Earnouts are a common element of a creative deal structure, especially where there is a value gap between the buyers best offer and the sellers valuation expectation. During the economic downturn we have experienced over the last 18 months, structured transactions including earnouts have become more common.
Negotiators looking to craft earnouts that are fair and agreeable should consider:
- Terms that can be clearly defined and measurable by both parties: Earnouts based on revenue or earnings can be strictly defined in accounting terms; deals based on achieving a specific level of employee or customer satisfaction can be more problematic to quantify.
- The sellers control of resources that impact achieving the earnouts success: Negotiations will also focus on the buyers desire to integrate business operations.

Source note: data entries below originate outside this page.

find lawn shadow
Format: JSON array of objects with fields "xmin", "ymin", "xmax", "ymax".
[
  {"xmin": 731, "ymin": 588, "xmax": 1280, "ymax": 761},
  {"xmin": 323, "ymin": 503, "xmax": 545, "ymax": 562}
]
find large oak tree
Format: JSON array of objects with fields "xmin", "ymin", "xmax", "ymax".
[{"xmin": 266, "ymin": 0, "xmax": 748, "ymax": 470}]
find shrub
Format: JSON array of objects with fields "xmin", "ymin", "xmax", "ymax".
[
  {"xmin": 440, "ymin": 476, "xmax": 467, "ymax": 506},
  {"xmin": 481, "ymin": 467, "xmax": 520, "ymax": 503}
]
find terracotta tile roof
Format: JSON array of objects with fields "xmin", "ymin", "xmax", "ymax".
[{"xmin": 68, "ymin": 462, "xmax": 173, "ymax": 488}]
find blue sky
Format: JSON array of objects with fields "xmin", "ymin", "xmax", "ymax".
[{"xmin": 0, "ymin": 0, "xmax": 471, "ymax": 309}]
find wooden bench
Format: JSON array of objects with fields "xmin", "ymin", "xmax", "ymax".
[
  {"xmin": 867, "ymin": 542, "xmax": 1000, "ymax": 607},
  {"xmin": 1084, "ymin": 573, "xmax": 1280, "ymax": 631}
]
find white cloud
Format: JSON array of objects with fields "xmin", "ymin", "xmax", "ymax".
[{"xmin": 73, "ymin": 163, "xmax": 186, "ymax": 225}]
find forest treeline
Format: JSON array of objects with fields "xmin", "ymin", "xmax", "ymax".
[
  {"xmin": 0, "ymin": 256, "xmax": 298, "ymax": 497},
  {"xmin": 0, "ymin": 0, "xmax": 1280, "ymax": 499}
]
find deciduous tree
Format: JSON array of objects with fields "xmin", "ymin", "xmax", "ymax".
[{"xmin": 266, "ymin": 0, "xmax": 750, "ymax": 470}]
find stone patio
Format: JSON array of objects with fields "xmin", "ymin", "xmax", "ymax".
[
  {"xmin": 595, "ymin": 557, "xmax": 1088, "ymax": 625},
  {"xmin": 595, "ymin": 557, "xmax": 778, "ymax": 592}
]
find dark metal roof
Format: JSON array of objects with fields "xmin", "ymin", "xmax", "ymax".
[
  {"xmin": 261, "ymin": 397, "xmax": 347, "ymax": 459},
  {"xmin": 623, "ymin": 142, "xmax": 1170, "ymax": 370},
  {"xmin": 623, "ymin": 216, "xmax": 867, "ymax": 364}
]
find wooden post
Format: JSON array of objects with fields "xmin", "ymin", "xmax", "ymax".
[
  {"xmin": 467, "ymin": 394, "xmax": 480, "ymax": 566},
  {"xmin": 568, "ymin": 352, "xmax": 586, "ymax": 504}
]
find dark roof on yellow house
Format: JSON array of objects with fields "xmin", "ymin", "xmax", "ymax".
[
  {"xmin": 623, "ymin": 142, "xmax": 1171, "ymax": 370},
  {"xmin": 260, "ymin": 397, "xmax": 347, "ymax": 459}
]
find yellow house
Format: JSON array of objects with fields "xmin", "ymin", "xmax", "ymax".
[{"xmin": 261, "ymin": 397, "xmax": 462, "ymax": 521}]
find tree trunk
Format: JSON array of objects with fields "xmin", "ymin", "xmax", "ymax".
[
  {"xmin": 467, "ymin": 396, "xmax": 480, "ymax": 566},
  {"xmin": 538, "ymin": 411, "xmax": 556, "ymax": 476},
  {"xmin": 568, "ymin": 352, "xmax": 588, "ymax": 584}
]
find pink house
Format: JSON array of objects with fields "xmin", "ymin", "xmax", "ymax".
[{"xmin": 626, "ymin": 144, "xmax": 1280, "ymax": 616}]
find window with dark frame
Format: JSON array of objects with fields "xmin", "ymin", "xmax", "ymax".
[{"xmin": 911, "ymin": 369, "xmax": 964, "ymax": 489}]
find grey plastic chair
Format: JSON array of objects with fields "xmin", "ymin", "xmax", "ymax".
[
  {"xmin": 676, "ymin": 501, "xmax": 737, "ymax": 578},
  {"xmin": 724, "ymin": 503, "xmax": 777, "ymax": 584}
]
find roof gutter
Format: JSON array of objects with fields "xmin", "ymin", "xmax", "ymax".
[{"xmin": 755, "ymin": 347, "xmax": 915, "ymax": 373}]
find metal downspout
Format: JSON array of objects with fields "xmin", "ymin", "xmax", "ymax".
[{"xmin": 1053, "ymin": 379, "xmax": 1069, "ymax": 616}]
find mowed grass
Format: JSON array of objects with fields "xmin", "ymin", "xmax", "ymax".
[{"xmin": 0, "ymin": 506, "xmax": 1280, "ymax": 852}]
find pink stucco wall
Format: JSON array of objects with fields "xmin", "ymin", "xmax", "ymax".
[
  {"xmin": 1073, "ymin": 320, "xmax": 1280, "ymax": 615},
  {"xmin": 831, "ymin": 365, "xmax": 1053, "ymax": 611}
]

- An achievable earnout: Hurdles set too high could create disincentives and result in poor performance.
- Reasonable limits on the earnout that preclude a windfall that enriches the seller in a way that removes incentives going forward.
- Allowance for the later revision of terms in the event there is an unusual or catastrophic event that makes reaching earlier objectives unachievable. To address this issue, some multi-year earnouts allow any shortfall to roll from one year to the next, offering the seller a second chance to meet the target.
- Limits on corporate expense allocations that could negatively impact the earnout: Without such limits, earnings-based earnouts may not work.
The term of the earnout should be long enough to eliminate the impact of short term business swings, so a year is the minimum period recommended. Earnouts over longer periods allow the expense of the payout to be spread over a larger revenue or earnings base, thereby allowing for a larger potential payout.